Foreign assistance and international aid have had a significant role in the proliferation of resources for HIV/AIDS treatment in Zimbabwe. Over sixty-five percent of expenditures on HIV in the country come from foreign donors. USAID has had a notable donor presence in the country since 1980, accounting for over three billion dollars in foreign donor aid as well as partnerships with the national government and other foreign aid donors. The President's Emergency Plan for AIDS Relief (PEPFAR), a result of a partnership between the U.S. government and USAID, has resulted in a large portion of foreign donor funds being allocated towards combatting HIV/AIDS. This program has resulted in greater access to treatment and a decrease in annual HIV- related deaths since the program's first implementation in 2006. The largest source of international and domestic funds for HIV response comes from The Global Fund.

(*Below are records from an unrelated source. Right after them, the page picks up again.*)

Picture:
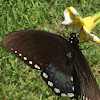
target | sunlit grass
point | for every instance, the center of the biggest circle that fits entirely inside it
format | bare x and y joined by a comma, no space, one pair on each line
18,81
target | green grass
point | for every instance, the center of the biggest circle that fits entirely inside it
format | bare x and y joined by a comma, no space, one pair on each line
18,81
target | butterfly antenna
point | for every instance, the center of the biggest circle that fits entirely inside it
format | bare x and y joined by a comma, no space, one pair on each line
60,27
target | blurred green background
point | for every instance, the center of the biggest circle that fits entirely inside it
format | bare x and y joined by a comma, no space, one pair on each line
20,82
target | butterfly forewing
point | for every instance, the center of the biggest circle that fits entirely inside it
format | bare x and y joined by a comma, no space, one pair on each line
35,47
89,87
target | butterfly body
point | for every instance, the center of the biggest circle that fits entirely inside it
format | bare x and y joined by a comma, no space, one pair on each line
64,68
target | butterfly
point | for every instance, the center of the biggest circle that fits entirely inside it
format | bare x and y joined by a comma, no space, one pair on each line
64,67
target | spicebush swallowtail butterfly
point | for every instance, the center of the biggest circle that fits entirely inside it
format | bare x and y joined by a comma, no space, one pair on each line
64,67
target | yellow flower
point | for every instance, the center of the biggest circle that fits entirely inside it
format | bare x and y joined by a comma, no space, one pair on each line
73,19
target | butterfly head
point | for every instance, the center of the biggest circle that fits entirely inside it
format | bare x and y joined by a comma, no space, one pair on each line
73,39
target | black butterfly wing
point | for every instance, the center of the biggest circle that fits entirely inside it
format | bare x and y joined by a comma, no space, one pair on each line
45,51
35,47
88,85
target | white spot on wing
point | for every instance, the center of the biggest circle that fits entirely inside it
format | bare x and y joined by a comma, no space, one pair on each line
71,79
70,94
20,54
83,97
71,41
50,83
30,62
36,66
11,48
63,94
15,51
25,58
73,88
45,75
56,90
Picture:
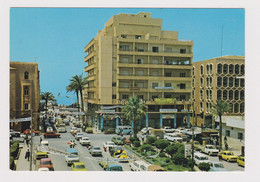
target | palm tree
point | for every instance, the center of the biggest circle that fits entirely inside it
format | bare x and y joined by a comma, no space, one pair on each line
134,110
219,108
77,85
47,96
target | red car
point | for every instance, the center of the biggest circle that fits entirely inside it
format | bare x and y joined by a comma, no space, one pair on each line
51,134
46,162
28,131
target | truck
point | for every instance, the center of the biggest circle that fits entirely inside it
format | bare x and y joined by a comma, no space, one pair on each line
208,149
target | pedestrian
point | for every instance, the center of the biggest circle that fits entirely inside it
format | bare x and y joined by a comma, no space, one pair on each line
27,155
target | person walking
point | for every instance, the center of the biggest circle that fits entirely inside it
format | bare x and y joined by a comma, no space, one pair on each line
27,155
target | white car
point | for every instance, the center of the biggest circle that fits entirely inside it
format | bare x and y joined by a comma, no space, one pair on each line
108,144
95,150
168,129
84,141
78,136
172,137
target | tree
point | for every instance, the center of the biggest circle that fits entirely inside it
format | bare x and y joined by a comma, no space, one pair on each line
77,85
47,96
162,144
219,108
134,110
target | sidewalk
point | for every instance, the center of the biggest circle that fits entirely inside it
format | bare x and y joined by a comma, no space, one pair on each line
23,164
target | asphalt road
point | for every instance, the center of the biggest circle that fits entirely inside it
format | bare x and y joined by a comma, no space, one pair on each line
90,162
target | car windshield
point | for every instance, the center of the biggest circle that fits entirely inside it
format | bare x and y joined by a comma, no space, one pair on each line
219,165
81,166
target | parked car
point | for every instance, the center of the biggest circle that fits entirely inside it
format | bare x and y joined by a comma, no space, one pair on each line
228,156
241,161
118,140
78,136
108,145
172,137
89,130
78,166
110,131
124,130
51,134
146,130
200,158
46,162
95,151
216,166
41,155
84,141
168,129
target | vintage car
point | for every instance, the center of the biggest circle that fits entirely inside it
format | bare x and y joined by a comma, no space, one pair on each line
228,156
78,166
241,161
216,166
109,131
95,151
46,162
51,134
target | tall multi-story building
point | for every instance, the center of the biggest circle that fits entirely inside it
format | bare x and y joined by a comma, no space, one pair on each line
133,56
24,94
220,78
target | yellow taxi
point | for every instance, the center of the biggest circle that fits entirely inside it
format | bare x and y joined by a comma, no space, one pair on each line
228,156
241,161
78,166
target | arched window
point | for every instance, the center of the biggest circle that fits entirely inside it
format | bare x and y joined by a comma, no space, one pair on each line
219,68
26,90
26,75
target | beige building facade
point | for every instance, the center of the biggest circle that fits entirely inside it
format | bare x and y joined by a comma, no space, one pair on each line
133,56
24,94
221,78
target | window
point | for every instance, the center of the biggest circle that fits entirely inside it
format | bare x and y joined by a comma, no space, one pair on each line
123,36
183,51
230,95
219,69
140,61
219,82
26,75
167,84
231,83
240,136
155,49
26,90
125,96
201,69
138,37
219,95
182,86
227,133
26,106
168,74
140,96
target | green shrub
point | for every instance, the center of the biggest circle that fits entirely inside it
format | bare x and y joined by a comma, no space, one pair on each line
151,140
136,143
204,166
162,154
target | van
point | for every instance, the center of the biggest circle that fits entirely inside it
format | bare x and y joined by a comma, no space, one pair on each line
200,158
125,130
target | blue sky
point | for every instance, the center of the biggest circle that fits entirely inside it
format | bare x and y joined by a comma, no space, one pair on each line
56,37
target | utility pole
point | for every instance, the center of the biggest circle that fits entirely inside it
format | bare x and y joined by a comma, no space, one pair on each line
31,140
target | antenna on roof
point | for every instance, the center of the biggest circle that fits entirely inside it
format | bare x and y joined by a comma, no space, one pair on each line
222,41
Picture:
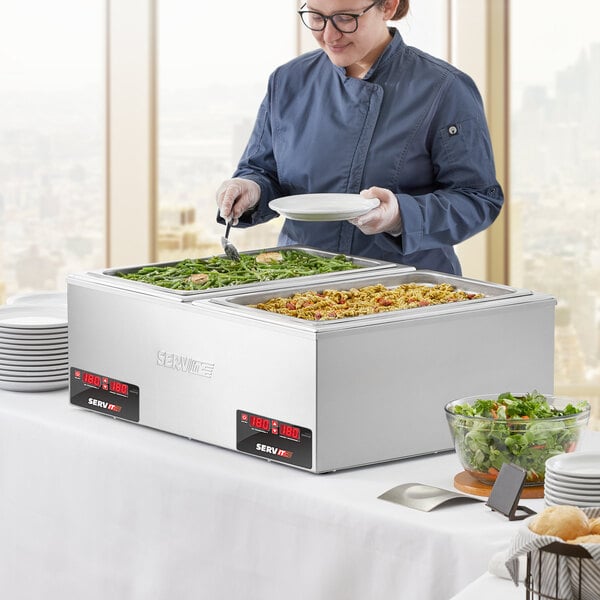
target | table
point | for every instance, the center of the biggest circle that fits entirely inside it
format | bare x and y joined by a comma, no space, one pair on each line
490,587
97,508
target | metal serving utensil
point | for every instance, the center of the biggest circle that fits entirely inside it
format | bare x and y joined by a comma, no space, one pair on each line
229,249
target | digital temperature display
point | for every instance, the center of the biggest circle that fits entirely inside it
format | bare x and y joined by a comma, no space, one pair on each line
100,382
118,387
106,395
261,423
270,438
91,379
289,431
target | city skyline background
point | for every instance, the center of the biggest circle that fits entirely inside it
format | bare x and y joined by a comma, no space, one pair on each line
52,189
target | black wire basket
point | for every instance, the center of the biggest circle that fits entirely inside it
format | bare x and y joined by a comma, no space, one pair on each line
557,572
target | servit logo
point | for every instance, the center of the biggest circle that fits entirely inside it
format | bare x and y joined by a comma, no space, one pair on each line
105,405
184,364
273,451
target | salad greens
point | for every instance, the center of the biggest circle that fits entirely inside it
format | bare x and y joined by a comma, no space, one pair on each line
524,430
219,271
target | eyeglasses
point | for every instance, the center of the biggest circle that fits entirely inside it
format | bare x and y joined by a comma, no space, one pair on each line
343,22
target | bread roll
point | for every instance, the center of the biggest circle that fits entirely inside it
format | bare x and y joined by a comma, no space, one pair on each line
565,522
585,539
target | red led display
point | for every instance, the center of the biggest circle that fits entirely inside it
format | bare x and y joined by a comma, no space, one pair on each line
118,387
260,423
290,431
91,379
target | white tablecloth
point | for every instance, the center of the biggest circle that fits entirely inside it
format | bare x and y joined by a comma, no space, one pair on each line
96,508
490,587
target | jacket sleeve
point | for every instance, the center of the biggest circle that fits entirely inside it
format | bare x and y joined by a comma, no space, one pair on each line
258,163
466,198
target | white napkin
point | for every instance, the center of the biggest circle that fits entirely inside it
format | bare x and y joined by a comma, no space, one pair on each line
497,565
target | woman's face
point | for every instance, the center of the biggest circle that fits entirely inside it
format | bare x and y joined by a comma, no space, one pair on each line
359,50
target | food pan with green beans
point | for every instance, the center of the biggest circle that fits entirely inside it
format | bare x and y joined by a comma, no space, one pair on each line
219,271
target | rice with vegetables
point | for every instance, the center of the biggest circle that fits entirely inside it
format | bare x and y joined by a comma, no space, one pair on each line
341,304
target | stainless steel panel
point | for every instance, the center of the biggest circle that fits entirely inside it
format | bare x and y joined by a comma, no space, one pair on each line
110,276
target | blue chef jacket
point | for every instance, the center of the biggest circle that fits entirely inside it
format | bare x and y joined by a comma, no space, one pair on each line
414,125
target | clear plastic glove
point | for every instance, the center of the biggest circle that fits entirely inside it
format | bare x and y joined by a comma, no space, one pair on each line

== Impact on vulnerable populations ==

=== Women and children ===
Women living with HIV/AIDS undergo a significant number of obstacles due to socio-cultural constraints, and oftentimes gender norms prevent women from accessing healthcare services. Additionally, infants are at risk of contracting the virus through mother-to-child transmission when HIV-positive mothers breastfeed without undergoing antiretroviral therapy. A key study published in 2017 conducting HIV/AIDS research in Zimbabwe, Malawi, and Nigeria reports that "almost 80% of all infant infections [were] attributed to roughly 20% HIV-positive pregnant and breastfeeding women not retained on antiretroviral therapy." However, progress has been made in recent years, as in 2015 the World Health Organization found that 93% of pregnant women had received antiretroviral treatment for the prevention of mother-to-child transmission, (also known as PMTCT). Furthermore, the number of children aged 0–14 living with the virus is estimated to be at 84,000 which is notably lower than men aged 15 and over living with HIV/AIDS (490,000) or women (730,000). However, recent studies show that there are a variety of exceptions to these trends associated with socioeconomic status, as children in rural Zimbabwe that are "HIV-exposed and uninfected" have a 40% higher chance of death than other HIV-exposed children.

=== Sex workers ===
Sex workers in Zimbabwe face disproportionate levels of discrimination that impede their ability to access treatment options. The majority of sex workers diagnosed with HIV/AIDS do not follow through with treatment options such as antiretroviral therapy upon diagnosis. Of those that utilize referrals, attrition rates are notoriously high and only a small number of individuals attend more than one appointment. According to a recent study of 15 participants in Bulawayo, male sex workers in Zimbabwe reported experiencing additional barriers to HIV/AIDS assistance due to the increased stigma of homosexuality and sex work.

=== LGBTQ+ community ===
Sexual relations between men are illegal in Zimbabwe according to Section 73 of the Criminal Law Act. Furthermore, the gay community is not formally recognized by the government as a key population for HIV prevention and care. The non-governmental organization GALZ reports that official statistics for same-sex transmission are not collected by the government. Restrictive aspects within the legal system combined with stigmatizing social norms pose barriers to treatment access for these communities. A 2016 study addressing access to general health services in Zimbabwe suggests that further education on LGBTQ+ issues in the healthcare sector as well as sensitivity training for clinical interviewers are crucial to address existing barriers to treatment for the community.